If I say, “I love goats. Goats be fun,” are these statements, opinions, or facts? Or are these statements a combination of both opinion and fact? Or are these the ravings of the madwoman of Kissimmee Park Road?

First, for our discussion, let’s examine the difference between opinion and fact. An opinion is a belief or judgment that is NOT based on measurable evidence, and a fact is provable on a color-coded graph.

Can it be proved that I, in fact, do love goats?

I own goats. I take care of goats. I talk of goats. I talk to goats. I preach of goats, and I post pictures of goats in public places, next to thousands of kitten and puppy pictures
.
It is arguable that I do love goats by a measurable rubric.

Now, let's examine the statement, “Goats be fun.” This can be refuted and often is by my son-in-law. He finds farm animals a curiosity, at best, and, at worst, an abomination. Of course, he was born in Bountiful, Utah where all the children and goats are above average.

The statement “Goats be fun,” is an opinion. Many people find farm animals a smelly bother or a confusing chore or a strain on the delicate balance of an entire planet.

Farm animals poop and fart. This is a measurable fact.
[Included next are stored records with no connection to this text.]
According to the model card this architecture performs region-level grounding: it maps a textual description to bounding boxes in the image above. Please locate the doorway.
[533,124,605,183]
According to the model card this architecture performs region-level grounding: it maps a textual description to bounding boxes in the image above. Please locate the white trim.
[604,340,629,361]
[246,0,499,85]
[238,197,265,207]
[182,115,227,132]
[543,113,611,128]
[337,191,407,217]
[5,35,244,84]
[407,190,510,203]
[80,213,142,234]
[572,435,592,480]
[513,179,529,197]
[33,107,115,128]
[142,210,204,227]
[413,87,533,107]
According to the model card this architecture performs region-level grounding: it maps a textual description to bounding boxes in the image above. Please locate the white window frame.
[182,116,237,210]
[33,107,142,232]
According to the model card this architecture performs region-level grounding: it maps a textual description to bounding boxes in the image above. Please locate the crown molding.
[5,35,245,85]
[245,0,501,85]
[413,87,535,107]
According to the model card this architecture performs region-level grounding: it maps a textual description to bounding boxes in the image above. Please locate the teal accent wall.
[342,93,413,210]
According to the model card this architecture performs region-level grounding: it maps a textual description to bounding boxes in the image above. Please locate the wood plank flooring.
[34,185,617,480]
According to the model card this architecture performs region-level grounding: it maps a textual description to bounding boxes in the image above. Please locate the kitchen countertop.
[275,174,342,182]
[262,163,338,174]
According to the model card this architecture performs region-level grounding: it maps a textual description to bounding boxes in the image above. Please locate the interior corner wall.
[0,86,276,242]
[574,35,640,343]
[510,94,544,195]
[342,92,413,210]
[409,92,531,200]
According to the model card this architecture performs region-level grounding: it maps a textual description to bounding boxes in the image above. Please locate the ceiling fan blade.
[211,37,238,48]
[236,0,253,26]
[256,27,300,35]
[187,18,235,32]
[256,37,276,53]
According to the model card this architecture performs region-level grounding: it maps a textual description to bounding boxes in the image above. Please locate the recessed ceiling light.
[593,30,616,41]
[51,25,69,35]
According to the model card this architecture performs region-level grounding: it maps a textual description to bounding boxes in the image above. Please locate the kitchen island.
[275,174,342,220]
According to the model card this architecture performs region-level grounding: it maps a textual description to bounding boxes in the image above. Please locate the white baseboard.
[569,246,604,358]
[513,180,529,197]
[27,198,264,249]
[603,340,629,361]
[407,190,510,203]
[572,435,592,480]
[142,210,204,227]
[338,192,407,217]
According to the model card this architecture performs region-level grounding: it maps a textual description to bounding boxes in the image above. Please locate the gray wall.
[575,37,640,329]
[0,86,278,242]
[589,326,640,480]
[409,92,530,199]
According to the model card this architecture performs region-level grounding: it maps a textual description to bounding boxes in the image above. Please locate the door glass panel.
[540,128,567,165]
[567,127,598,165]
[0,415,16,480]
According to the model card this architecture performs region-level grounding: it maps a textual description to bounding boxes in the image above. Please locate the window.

My Muslim neighbor finds goats tasty, and I can prove it.

Buck goats smell rank when they’re in “love.” (If you need proof, come on over sometime during the mating season.) Girl goats find boy goat stink irresistible. Truth. An invitation. Also True.

Boy goats pee on their own faces. True.

It’s horrifying when boy goats drink their own pee. Opinion.

Goats have the cutest babies on earth. Opinion. If someone else refutes the ‘cutest baby goat claim’ by saying, “Hedgehogs have the cutest babies ever, and you’re a disgusting, offensive idiot for claiming otherwise,” then you’ve got yourself a debate. Opinions, which are not facts but feelings about facts, lend to debate. Debates are the mother’s milk of free speech and protected by law in our country.

When someone accuses you of being a disgusting, offensive idiot, then it’s opinion. It’s very difficult to demonstrate a level of idiocy on a flip chart. Or is it? Let me think about that.

Summation: Freedom is hard. Free speech is challenging. Feelings are not facts. Statistics can make fact-finding tricky because of the innate biases and prejudices of the fact-finding team coloring those pie pieces on those charts.

I love debate. Fact. And I can show you on a bar chart demonstrating why that’s absolutely true.